Between the Spoken and the Written: The Classical Media of Philosophy
In addition to being new, the web also is a medium that lives between the spoken and the written. The advantages of the first of these; conversations can be summed up as follows: They are easy and informal (especially among friends). And because the number of receivers can be limited, and the receivers are known, speech can be very focused and tailored to its audience. Additionally, the interactivity of conversations, and the fast feedback they allow, can make having a good conversation a very fluid experience. Now for the written word: Writings can be revised, re-visited, and reflected upon as long as necessary by their authors, even until they are perfect, or at least a lot better than spontaneous speech would have been. And because of their possible length, cross-references, and the ability of readers to silently re-read passages, texts have a capacity for much more complexity. They also are fixed, and thus come to stand on their own, and can easily be referenced. And lastly, they are also lasting through time, and easy to share and copy, especially thanks to modern technologies.
Plato lived, spoke and wrote during the transition from an oral, to our written culture. And he was aware of some of the differences between them. But unexpectedly enough he was quite sceptical about writing. In Phaedrus he stated that true philosophy is only possible verbally:
"Then he [who knows the just and good and honourable] will not seriously incline to write his thoughts [which he values and which he wishes to bear fruit] in water with pen and ink, sowing words which can neither speak for themselves nor teach the truth adequately to others?"
He saw writing as a derived form, derived from speech, further from the true thought. Besides, texts were passive, that is: helpless. They could not defend their contents from misinterpretation.

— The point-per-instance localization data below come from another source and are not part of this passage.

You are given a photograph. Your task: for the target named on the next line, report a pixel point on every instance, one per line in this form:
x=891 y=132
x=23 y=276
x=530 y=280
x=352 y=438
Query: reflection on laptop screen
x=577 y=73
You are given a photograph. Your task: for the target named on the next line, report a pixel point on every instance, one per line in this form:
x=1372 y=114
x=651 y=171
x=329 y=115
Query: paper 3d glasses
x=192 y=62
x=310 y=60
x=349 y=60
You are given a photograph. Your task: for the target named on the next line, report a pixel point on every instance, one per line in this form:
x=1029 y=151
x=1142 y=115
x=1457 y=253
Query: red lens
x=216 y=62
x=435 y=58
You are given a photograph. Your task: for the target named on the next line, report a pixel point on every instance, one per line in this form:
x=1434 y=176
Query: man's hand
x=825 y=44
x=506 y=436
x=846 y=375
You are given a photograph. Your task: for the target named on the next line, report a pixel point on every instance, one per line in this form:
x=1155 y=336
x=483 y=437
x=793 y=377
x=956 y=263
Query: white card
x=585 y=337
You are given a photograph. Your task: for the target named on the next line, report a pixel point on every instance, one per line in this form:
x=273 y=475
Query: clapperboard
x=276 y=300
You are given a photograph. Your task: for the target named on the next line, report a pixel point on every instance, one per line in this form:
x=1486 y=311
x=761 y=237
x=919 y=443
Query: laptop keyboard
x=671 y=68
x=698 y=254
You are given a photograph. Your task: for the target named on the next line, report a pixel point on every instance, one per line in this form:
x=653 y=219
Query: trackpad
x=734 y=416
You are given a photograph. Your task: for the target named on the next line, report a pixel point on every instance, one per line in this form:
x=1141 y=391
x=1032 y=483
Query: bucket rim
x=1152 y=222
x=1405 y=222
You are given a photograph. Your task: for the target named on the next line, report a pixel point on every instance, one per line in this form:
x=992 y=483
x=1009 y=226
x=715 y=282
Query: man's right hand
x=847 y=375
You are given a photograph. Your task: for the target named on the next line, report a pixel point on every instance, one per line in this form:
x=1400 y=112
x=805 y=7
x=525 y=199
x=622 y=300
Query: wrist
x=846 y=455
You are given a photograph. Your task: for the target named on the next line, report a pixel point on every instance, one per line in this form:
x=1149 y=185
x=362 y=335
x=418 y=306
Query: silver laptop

He thus saw writing mainly as an aid to memory. A remarkable case of the horseless carriage syndrome, and one which lasted for hundreds of years, because texts were for a long time still read aloud, memorized, and really contemplated about only after all this. Ironically enough, Plato's 'memory aid' nevertheless unleashed a long philosophical tradition. That is to say; Philosophy is a footnote to Plato, largely - if not only - because writing allows for reflection, commentary, ...and of course footnotes.
Walter J. Ong predicted that the web would bring a new orality, but so far it is rather more of a mix, a fusing of media, among which in the form of hypertext: foremostly writing and speech. It thus is a move back to orality, but only relatively so, as it rather combines their advantages than taking steps back: It, first of all, is fast, interactive and can be easy and informal; as easy as talking to a colleague at a social event. Additionally hypertexts can handle immense complexity (such as the 300.000 pages large manual for the F16), can be stored over time, and are much easier to share and access. One literally doesn't have to leave ones chair to browse between hypertexts created, stored and maintained on different continents.
Now hypertext does have its own peculiarities, such as the constant choices readers have to face, and the discontinuity between the parts of a hypertext, but most academic philosophers already read books in non-linear ways anyway (hardly ever from cover to cover), so besides requiring yet a different reading strategy (such as the transition from reading aloud to silently), it does not necessarily need to lead to a lesser form of philosophy. It is interesting to wonder what Plato would have thought of the web, which unites the medium he cherished with the one that made his thought immortal: conversation and writing; the two classical media of philosophy. Paradoxically, he might have been a lot more welcoming towards the web than many philosophers are today.